I have recovered from an old Iomega Zip disk a few more programs I wrote in the 1997-1998 time frame which may be of some interest:
Daemon was originally written for FreeBSD to use the 4.4BSD library function, daemon(3) to launch a command after disassociating itself from the controlling TTY. I originally saw such an application on M-Net which ran BSD/OS 3.1 at the time. The source was unavailable, but it was easy to reimplement. Modern Linux implementations now include daemon(3), so it should be usable on Linux today.
Rpt was based upon the source from daemon, above but instead of disassociating from the controlling terminal, rpt reruns the command at a specified interval. This allows the user to monitor the output of a program over time.

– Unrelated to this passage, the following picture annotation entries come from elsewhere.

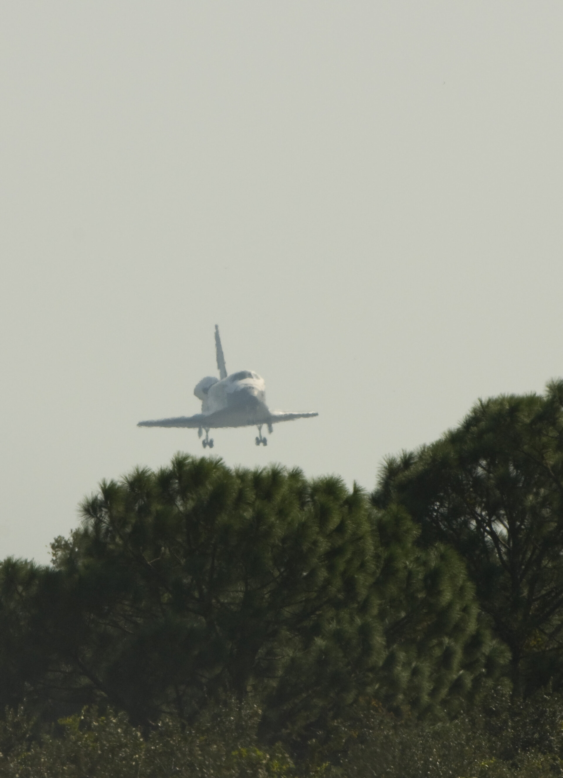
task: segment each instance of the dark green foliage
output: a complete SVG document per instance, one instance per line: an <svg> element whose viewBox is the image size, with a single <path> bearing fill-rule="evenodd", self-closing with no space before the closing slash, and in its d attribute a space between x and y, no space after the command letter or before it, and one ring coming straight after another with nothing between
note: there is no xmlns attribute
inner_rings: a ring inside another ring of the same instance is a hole
<svg viewBox="0 0 563 778"><path fill-rule="evenodd" d="M261 738L302 742L361 694L437 713L487 675L460 559L337 478L178 456L103 483L83 516L52 568L4 563L31 583L0 681L44 720L109 703L146 728L251 694ZM39 657L23 666L30 638Z"/></svg>
<svg viewBox="0 0 563 778"><path fill-rule="evenodd" d="M403 504L466 561L512 654L514 692L563 685L563 381L479 401L456 429L387 460L373 504Z"/></svg>
<svg viewBox="0 0 563 778"><path fill-rule="evenodd" d="M259 746L259 711L232 703L203 717L193 728L163 719L144 738L123 713L85 710L61 719L56 734L21 738L0 751L2 778L292 778L296 770L278 745ZM0 725L0 749L9 730L30 727L20 713ZM309 773L313 778L325 771Z"/></svg>
<svg viewBox="0 0 563 778"><path fill-rule="evenodd" d="M261 745L260 710L232 700L191 727L164 717L144 738L127 717L85 710L33 738L20 712L0 724L0 778L552 778L563 775L563 704L514 706L502 692L453 721L398 718L360 699L296 761Z"/></svg>

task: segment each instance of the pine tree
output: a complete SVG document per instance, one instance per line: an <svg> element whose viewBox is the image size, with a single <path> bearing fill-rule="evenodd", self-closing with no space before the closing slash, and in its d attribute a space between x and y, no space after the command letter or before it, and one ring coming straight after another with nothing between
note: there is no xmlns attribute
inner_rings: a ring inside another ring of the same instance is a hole
<svg viewBox="0 0 563 778"><path fill-rule="evenodd" d="M275 739L362 695L440 709L484 675L463 562L338 478L178 455L103 482L82 515L26 605L48 661L23 680L51 706L109 702L150 726L250 696Z"/></svg>
<svg viewBox="0 0 563 778"><path fill-rule="evenodd" d="M508 645L516 696L563 684L563 381L480 401L416 452L390 457L372 503L402 503L426 545L465 559Z"/></svg>

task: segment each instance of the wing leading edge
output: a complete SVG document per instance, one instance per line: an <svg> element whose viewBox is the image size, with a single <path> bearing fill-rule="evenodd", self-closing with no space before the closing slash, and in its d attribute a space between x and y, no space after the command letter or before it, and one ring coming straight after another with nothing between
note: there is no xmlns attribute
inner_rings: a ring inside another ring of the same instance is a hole
<svg viewBox="0 0 563 778"><path fill-rule="evenodd" d="M148 422L139 422L138 427L189 427L197 429L205 426L205 416L196 413L194 416L175 416L173 419L155 419Z"/></svg>
<svg viewBox="0 0 563 778"><path fill-rule="evenodd" d="M278 422L292 422L294 419L310 419L311 416L318 416L319 414L314 411L307 413L292 413L289 411L271 411L270 424L276 424Z"/></svg>
<svg viewBox="0 0 563 778"><path fill-rule="evenodd" d="M277 424L278 422L292 422L294 419L310 419L318 416L314 412L291 413L285 411L270 411L255 419L233 416L229 409L215 413L196 413L194 416L174 416L172 419L155 419L139 422L138 427L187 427L191 429L218 429L222 427L254 427L258 424Z"/></svg>

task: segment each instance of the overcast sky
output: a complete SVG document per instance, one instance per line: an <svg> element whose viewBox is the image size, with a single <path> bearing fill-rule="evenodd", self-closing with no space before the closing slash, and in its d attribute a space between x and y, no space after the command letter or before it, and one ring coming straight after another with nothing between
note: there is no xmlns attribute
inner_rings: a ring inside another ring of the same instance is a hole
<svg viewBox="0 0 563 778"><path fill-rule="evenodd" d="M0 558L102 478L202 455L374 485L479 397L563 374L561 2L4 2Z"/></svg>

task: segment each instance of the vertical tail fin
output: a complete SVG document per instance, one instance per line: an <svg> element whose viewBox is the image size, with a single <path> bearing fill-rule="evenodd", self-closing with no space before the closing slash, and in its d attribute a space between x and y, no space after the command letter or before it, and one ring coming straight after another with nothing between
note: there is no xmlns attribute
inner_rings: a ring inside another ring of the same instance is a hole
<svg viewBox="0 0 563 778"><path fill-rule="evenodd" d="M219 337L219 328L215 324L215 352L217 354L217 367L219 371L219 378L222 380L227 377L227 368L225 365L225 357L223 349L221 345L221 338Z"/></svg>

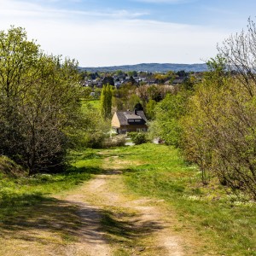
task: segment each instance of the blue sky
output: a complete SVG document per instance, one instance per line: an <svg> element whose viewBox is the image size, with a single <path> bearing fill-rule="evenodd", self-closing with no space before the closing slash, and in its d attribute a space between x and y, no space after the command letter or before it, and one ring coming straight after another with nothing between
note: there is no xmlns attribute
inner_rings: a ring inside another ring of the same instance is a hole
<svg viewBox="0 0 256 256"><path fill-rule="evenodd" d="M22 26L82 67L201 63L255 10L255 0L0 0L0 30Z"/></svg>

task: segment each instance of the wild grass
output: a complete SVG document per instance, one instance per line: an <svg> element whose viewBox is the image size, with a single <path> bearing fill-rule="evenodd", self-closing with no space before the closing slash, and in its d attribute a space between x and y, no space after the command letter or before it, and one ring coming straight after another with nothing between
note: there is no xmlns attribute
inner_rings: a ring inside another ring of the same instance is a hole
<svg viewBox="0 0 256 256"><path fill-rule="evenodd" d="M0 172L0 221L51 200L53 194L73 189L100 173L101 156L90 149L71 152L70 166L63 173L7 176Z"/></svg>
<svg viewBox="0 0 256 256"><path fill-rule="evenodd" d="M196 166L187 165L172 148L148 143L115 152L124 162L142 162L123 166L129 189L164 199L184 225L206 239L206 250L213 248L217 255L256 255L255 202L214 180L203 186Z"/></svg>

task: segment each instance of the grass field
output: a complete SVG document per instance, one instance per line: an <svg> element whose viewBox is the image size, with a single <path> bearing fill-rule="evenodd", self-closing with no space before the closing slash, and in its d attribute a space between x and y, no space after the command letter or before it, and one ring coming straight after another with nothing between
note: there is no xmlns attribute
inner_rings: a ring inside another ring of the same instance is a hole
<svg viewBox="0 0 256 256"><path fill-rule="evenodd" d="M195 229L206 247L218 255L256 255L256 204L237 198L212 181L202 186L196 166L184 163L176 149L143 144L116 148L127 166L126 184L147 196L165 200L184 226ZM113 154L113 152L112 152Z"/></svg>
<svg viewBox="0 0 256 256"><path fill-rule="evenodd" d="M94 160L91 155L89 149L73 152L71 166L61 174L11 177L0 172L0 219L4 221L10 216L15 217L23 209L49 201L52 194L72 189L91 178L94 173L101 172L101 160Z"/></svg>
<svg viewBox="0 0 256 256"><path fill-rule="evenodd" d="M104 158L118 156L127 189L164 200L183 228L190 227L206 241L206 250L212 248L218 255L256 255L255 202L235 196L214 180L203 186L197 167L165 145L100 151L72 152L71 166L62 174L18 178L0 174L0 220L8 222L24 209L32 211L50 201L51 195L73 189L104 172Z"/></svg>

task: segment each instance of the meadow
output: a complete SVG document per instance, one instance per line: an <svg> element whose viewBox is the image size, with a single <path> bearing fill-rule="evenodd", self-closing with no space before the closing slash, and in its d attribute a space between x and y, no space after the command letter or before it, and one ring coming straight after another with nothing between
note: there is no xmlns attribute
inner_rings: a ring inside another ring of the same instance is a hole
<svg viewBox="0 0 256 256"><path fill-rule="evenodd" d="M184 162L177 149L166 145L73 151L70 166L61 174L15 177L2 173L1 222L8 224L25 209L29 212L103 173L102 161L109 156L119 158L126 189L162 200L181 224L177 231L194 230L203 241L205 252L256 255L255 202L242 194L234 195L214 180L202 185L197 166Z"/></svg>

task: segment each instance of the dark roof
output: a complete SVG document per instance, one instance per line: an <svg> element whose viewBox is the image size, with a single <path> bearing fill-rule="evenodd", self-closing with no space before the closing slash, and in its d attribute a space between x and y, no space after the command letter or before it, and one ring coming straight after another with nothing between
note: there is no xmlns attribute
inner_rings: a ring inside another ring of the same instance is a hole
<svg viewBox="0 0 256 256"><path fill-rule="evenodd" d="M128 122L128 119L140 119L139 123L137 125L145 125L147 119L145 113L143 110L137 110L135 113L134 111L117 111L117 117L120 122L120 125L130 125L131 123Z"/></svg>
<svg viewBox="0 0 256 256"><path fill-rule="evenodd" d="M172 84L183 84L185 81L186 78L178 78L172 81Z"/></svg>

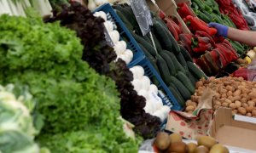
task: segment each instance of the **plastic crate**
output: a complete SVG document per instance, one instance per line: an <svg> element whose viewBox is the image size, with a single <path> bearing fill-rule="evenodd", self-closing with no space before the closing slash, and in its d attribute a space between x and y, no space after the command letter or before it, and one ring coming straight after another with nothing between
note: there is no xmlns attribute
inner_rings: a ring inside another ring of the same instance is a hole
<svg viewBox="0 0 256 153"><path fill-rule="evenodd" d="M113 21L117 26L117 31L120 34L120 39L125 40L127 43L127 48L132 51L133 53L133 59L128 64L128 66L131 67L135 65L137 63L141 61L145 58L145 54L143 51L141 49L136 40L133 38L131 34L130 33L129 30L126 28L123 21L115 13L113 8L109 3L105 3L99 8L96 8L93 12L103 11L107 14L108 20L109 16L111 20Z"/></svg>
<svg viewBox="0 0 256 153"><path fill-rule="evenodd" d="M181 110L183 107L180 105L172 94L171 93L168 87L166 85L160 76L158 74L158 72L155 71L154 67L152 65L150 61L144 58L143 60L138 62L136 65L140 65L143 67L145 71L145 76L150 78L152 80L152 77L155 77L157 81L160 82L158 85L158 89L162 91L164 94L160 94L159 96L163 100L163 105L168 105L172 108L172 110Z"/></svg>

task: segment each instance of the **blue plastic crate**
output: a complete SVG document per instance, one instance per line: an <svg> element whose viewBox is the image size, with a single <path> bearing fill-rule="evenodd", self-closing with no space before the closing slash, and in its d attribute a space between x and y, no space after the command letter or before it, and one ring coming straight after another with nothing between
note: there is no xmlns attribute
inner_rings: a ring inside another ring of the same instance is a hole
<svg viewBox="0 0 256 153"><path fill-rule="evenodd" d="M113 8L109 3L105 3L104 5L100 6L97 8L94 12L103 11L107 14L108 20L109 20L109 16L111 17L111 20L115 23L117 26L117 31L120 34L120 39L125 40L127 43L127 48L132 51L133 53L133 59L128 64L128 66L135 65L137 63L141 61L145 58L145 54L143 51L141 49L136 40L133 38L131 34L130 33L129 30L126 28L123 21L115 13Z"/></svg>
<svg viewBox="0 0 256 153"><path fill-rule="evenodd" d="M172 110L181 110L183 108L182 105L180 105L177 103L177 101L171 93L170 89L162 80L161 76L158 74L158 72L155 71L153 65L147 58L144 58L143 60L138 62L136 65L140 65L143 67L145 71L144 75L149 77L150 80L154 76L156 77L157 81L160 82L158 86L158 89L161 90L164 94L164 96L161 94L159 95L162 99L163 104L165 105L168 105L172 108Z"/></svg>

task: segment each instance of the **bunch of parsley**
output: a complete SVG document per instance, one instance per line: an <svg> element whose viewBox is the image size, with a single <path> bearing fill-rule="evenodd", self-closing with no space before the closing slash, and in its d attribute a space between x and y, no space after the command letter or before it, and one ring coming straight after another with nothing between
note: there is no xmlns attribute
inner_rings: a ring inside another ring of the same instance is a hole
<svg viewBox="0 0 256 153"><path fill-rule="evenodd" d="M58 22L0 17L0 83L27 85L44 118L38 136L52 152L136 152L113 81L81 60L75 31Z"/></svg>

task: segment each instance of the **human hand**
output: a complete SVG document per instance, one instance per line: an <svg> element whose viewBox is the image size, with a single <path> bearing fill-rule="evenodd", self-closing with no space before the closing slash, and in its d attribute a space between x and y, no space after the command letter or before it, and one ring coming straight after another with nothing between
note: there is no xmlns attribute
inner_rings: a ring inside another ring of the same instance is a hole
<svg viewBox="0 0 256 153"><path fill-rule="evenodd" d="M229 30L228 26L225 26L224 25L221 25L221 24L218 24L218 23L215 23L215 22L209 23L208 26L209 27L213 27L213 28L217 29L217 31L218 31L217 34L218 36L222 36L222 37L227 37L227 36L228 36L228 30Z"/></svg>

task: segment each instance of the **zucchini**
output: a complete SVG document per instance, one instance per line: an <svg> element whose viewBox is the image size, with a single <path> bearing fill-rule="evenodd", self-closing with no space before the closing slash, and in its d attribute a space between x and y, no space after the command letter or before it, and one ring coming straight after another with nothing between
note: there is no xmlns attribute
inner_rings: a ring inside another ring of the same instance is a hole
<svg viewBox="0 0 256 153"><path fill-rule="evenodd" d="M142 37L143 37L143 39L154 48L149 33L147 33L145 36Z"/></svg>
<svg viewBox="0 0 256 153"><path fill-rule="evenodd" d="M160 42L157 40L155 35L154 32L152 32L152 37L153 37L153 39L154 39L154 44L155 44L155 48L157 49L157 52L160 53L162 51L162 47L161 47L161 44Z"/></svg>
<svg viewBox="0 0 256 153"><path fill-rule="evenodd" d="M189 89L191 94L195 93L195 86L192 84L189 78L183 72L178 71L176 77L183 83L183 85Z"/></svg>
<svg viewBox="0 0 256 153"><path fill-rule="evenodd" d="M175 70L176 70L176 72L177 71L182 71L183 73L186 73L186 71L185 69L181 65L181 64L177 61L176 56L174 55L173 53L172 52L169 52L167 50L163 50L164 53L166 53L166 54L169 55L169 57L172 59L172 61L175 66Z"/></svg>
<svg viewBox="0 0 256 153"><path fill-rule="evenodd" d="M166 62L170 74L172 76L175 76L176 75L176 69L175 69L175 65L172 60L172 59L169 57L169 55L167 54L166 54L165 52L160 52L159 53L159 54L164 59L164 60Z"/></svg>
<svg viewBox="0 0 256 153"><path fill-rule="evenodd" d="M161 26L160 21L154 20L153 24L154 31L157 39L160 42L161 47L166 50L172 50L172 42L169 37L169 35L166 32L165 27Z"/></svg>
<svg viewBox="0 0 256 153"><path fill-rule="evenodd" d="M179 48L180 48L180 52L183 54L185 60L193 62L193 59L192 59L190 54L187 51L187 49L184 47L183 47L182 45L180 45Z"/></svg>
<svg viewBox="0 0 256 153"><path fill-rule="evenodd" d="M178 91L175 90L172 87L169 87L169 89L171 91L171 93L172 94L173 97L176 99L177 102L181 105L181 106L184 106L185 105L185 100L183 99L183 98L180 95L180 94L178 93Z"/></svg>
<svg viewBox="0 0 256 153"><path fill-rule="evenodd" d="M131 22L129 22L129 21L126 20L125 16L119 10L118 10L118 9L116 9L115 12L116 12L116 14L119 15L119 17L120 18L120 20L124 22L124 24L125 25L125 26L126 26L129 30L132 31L134 27L133 27L133 26L131 24Z"/></svg>
<svg viewBox="0 0 256 153"><path fill-rule="evenodd" d="M192 75L192 73L190 71L189 71L189 79L193 84L193 86L195 87L195 83L196 82L198 82L199 80L195 78L194 76Z"/></svg>
<svg viewBox="0 0 256 153"><path fill-rule="evenodd" d="M147 49L150 53L150 54L153 57L156 56L156 52L150 43L148 43L147 41L145 41L142 37L138 36L137 34L134 32L131 32L131 33L133 36L134 39L137 42L141 43L145 48L145 49Z"/></svg>
<svg viewBox="0 0 256 153"><path fill-rule="evenodd" d="M178 54L176 55L176 58L177 58L177 61L181 64L181 65L183 66L185 71L189 71L187 62L186 62L183 54L179 53Z"/></svg>
<svg viewBox="0 0 256 153"><path fill-rule="evenodd" d="M153 82L153 84L156 85L156 87L159 87L160 86L160 82L159 81L157 80L157 78L153 76L151 78L150 78L151 82Z"/></svg>
<svg viewBox="0 0 256 153"><path fill-rule="evenodd" d="M189 71L192 73L195 78L198 80L200 80L201 77L205 77L206 79L207 78L205 73L201 71L196 65L195 65L194 63L187 61L187 65Z"/></svg>
<svg viewBox="0 0 256 153"><path fill-rule="evenodd" d="M188 90L188 88L176 77L171 76L171 82L175 85L175 87L177 88L184 100L189 99L191 97L190 92Z"/></svg>
<svg viewBox="0 0 256 153"><path fill-rule="evenodd" d="M136 17L133 14L133 11L131 9L131 7L123 7L124 9L125 10L125 12L124 14L127 14L126 16L127 16L127 19L129 19L130 22L132 24L132 25L137 25L138 26L138 23L137 22L137 20L136 20Z"/></svg>
<svg viewBox="0 0 256 153"><path fill-rule="evenodd" d="M177 42L175 40L173 36L172 35L171 31L169 30L165 30L167 35L169 36L169 39L172 41L172 52L174 54L179 54L180 53L180 48L177 44Z"/></svg>
<svg viewBox="0 0 256 153"><path fill-rule="evenodd" d="M150 54L150 53L148 52L148 50L141 43L138 43L138 44L141 47L141 48L143 49L143 51L144 52L145 56L148 59L150 63L153 65L154 68L156 70L156 71L158 73L160 73L158 67L156 65L156 60Z"/></svg>
<svg viewBox="0 0 256 153"><path fill-rule="evenodd" d="M170 78L171 74L167 64L164 60L164 59L159 54L156 56L156 64L160 71L161 78L163 79L166 84L169 84L169 82L171 82L171 78Z"/></svg>

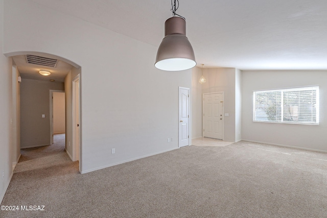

Uwatch was also born of M-Net. M-Net is an interactive BBS system dating back to 1983, which has always allowed users to communicate directly in real time. As a result, someone once developed a program to notify users when their friends logged in or out. However, it was always spotty at best, especially during a long session. I worked extensively on it back in 1997 to solve some memory management issues. This is what remains of that effort.
When I was a student at Miami University, we had several Linux systems spread across three (of four) campuses and we occasionally used write(1) to talk to each other. This implementation of write honors MIT’s Project Athena‘s network-aware write protocol and allows users to send message to users on other systems.